Hand Truck or Dolly… what you call this device really depends on where you come from. For us, this simple machine has been a huge time saver. We use this hand truck to move our chicken tractors each day. We raise a few hundred broiler (meat) chickens each year on our farm, and I gave a small overview of that endeavor in a previous article. Previously, we used a standard household or moving type hand truck; this did do the job, but it was harder and took two people to move the chicken tractor (one person to hold the hand truck and one to pull the tractor from the other side).

BK_Chicken_Tractor_Hand_Truck_06

The hand truck in action. The wheels are under the chicken tractor as we pull from the other side of the tractor.

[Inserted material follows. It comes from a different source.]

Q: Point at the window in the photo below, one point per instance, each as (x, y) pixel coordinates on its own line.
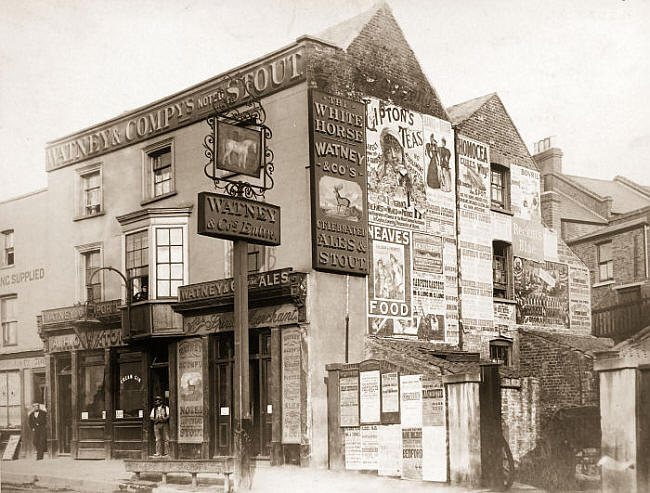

With our new hand truck, based on the Salatin design, the chore of moving the chicken tractors now only takes one person. It is also easier to move the tractors; it is smoother and more steady. This hand truck is not sold anywhere. We found a local welder/fabricator who was able to create this with the photos and drawings we gave him.

Here are some photos of the hand truck:

BK_Chicken_Tractor_Hand_Truck_02

Our Salatin-style chicken tractor hand truck. Just to be clear, it is laying on it’s back right now. It’s important the handle bends forward (up in the image) so that when it slides, the handle doesn’t catch on anything.

 

BK_Chicken_Tractor_Hand_Truck_03

Here is a photo of the outside of the wheel. It’s important that the foot has an extension so that it can slip under the edge of the chicken tractor.

 

BK_Chicken_Tractor_Hand_Truck_04

Here is a photo of the inside of the wheel. It’s important that the axle sits away of the angled piece . The foot scoops under the chicken tractor, then as we pull the hand truck back and down, the wall of the chicken tractor slides down and rests behind the axle. Then the hand truck will not flip back up when we pull the chicken tractor.

 

BK_Chicken_Tractor_Hand_Truck_05

Note that we cut down the stop on the legs of the hand truck. These stops are important to prevent the tractor from sliding back, especially when the tractors are on hills. But in our original version, the stops stuck out too far and caught on the wire walls of the chicken tractor.